Клод. Если ты уйдешь, у меня ничего не останется.
Осмонда. Но будет хуже, если я не уйду. Жизнь втроем, теперь… после всего, что нами было сказано. Чтобы жить вместе, надо все же сохранять минимум иллюзий относительно друг друга. И к тому же — подумай о том, что мне предстоит благородная задача: заменить девочкам маму, которая не вернется. Вот тебе пища для раздумий — изволь! В конце концов, в цветных стеклах нет ничего худого. Не надо стыдиться ими пользоваться. (Молчание.)
Входит Эдме. Впечатление такое, что она вот-вот упадет.
Эдме. Кто сейчас приходил?
Осмонда. Господин Мегаль зашел на минуту.
Эдме. Кто ему разрешил прийти?
Осмонда. Мне нужно было с ним поговорить в присутствии папы.
Эдме. Так ты тоже был здесь?
Клод. Да.
Эдме. Что все это означает?
Осмонда. В твое отсутствие было принято решение. Пожалуйста, я готова посвятить тебя, но предупреждаю, что отказываюсь дискутировать на эту тему.
Эдме. Ты отказываешься?!
Осмонда. Категорически. Господин Мегаль приглашает меня в качестве учительницы к своим детям.
Клод (вполголоса). Это не вся правда.
Эдме (Клоду). И ты ей разрешаешь? Так вот твой авторитет, твое влияние на нее!..
Клод (вспылив). У меня нет никакого влияния на дочь господина Сандье! Я только констатирую, что она достойна своей матери и идет по ее стопам.
Эдме. Клод!..
Клод. А теперь, Эдме, выслушай меня: я пользуюсь, вероятно, последней возможностью сказать тебе, что я думаю, — поскольку не собираюсь дольше оспаривать тебя у жертвы, по поводу которой ты так расчувствовалась в последние дни.

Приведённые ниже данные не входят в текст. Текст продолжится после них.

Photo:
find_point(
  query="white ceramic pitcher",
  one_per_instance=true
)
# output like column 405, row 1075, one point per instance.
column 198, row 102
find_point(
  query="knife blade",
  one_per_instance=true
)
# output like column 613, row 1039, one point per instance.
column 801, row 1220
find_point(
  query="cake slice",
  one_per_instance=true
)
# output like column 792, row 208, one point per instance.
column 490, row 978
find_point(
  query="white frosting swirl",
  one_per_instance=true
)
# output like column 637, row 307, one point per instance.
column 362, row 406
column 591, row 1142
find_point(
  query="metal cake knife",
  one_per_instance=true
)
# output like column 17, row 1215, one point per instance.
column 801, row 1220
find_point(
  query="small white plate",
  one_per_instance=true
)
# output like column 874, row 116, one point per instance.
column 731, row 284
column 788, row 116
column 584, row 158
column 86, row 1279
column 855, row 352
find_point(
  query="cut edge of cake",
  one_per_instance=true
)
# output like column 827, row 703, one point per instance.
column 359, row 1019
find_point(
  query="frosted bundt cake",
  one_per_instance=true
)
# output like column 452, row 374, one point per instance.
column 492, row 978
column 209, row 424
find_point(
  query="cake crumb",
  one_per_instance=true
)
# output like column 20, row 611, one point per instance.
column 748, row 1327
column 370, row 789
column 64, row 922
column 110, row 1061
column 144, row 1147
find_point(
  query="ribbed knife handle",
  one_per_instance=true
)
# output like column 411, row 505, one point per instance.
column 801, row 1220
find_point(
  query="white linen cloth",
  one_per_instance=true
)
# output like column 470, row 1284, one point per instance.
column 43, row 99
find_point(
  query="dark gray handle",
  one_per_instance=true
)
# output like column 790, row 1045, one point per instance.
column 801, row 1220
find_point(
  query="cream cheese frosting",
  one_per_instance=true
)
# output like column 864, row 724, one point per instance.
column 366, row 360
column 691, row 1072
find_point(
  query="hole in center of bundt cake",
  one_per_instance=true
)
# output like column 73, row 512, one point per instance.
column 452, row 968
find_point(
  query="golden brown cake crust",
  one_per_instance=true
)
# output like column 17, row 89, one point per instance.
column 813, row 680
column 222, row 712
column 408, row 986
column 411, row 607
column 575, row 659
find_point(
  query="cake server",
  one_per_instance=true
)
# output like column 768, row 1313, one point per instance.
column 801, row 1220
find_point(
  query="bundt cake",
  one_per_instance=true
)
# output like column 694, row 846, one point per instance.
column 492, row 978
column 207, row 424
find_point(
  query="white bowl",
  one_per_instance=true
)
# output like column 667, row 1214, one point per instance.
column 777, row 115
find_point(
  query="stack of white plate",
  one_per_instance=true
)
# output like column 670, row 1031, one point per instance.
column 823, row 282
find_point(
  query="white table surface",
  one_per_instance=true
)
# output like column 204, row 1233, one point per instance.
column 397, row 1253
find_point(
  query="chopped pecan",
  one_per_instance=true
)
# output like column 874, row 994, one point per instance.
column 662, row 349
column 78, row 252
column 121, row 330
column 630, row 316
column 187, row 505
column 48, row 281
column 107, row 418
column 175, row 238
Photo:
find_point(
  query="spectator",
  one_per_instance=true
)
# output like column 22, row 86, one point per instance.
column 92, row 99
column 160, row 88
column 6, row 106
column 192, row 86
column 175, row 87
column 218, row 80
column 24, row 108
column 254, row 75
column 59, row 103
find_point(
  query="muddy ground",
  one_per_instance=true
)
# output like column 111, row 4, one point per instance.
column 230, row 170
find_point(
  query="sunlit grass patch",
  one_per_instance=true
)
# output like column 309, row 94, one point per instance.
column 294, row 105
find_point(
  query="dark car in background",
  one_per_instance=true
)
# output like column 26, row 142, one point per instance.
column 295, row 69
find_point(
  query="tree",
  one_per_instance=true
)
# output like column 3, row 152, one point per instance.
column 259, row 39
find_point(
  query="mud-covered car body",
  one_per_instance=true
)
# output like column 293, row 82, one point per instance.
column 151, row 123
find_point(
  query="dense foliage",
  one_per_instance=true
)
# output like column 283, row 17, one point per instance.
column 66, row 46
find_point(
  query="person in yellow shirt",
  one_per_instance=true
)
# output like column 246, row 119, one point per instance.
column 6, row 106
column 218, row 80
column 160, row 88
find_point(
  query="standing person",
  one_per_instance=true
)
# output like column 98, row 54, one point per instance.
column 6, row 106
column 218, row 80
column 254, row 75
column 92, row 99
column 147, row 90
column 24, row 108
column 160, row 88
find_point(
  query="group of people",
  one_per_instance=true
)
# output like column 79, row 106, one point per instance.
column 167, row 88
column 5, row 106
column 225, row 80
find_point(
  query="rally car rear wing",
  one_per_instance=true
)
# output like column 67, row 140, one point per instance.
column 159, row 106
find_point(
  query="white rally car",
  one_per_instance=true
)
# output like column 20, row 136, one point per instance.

Эдме. Что?.. Ты хочешь бросить меня?
Клод. Я не вправе лишать этого умирающего забот, которыми тебе не терпится его окружить.
Осмонда. Папа, у тебя снова такое выражение лица… ты не владеешь собой.
Клод (грубо). А ты здесь при чем? Ступай, договаривайся с этим субъектом об условиях.
Осмонда. Условиях?
Клод. Уж не думаешь ли ты, что он собирается брать тебя на равных?..
Осмонда (с оскорбительной мягкостью). Ничего. Я не сержусь на тебя. (Уходит.)
Эдме. Клод, удержи ее!
Клод. Можешь пустить в ход свою власть.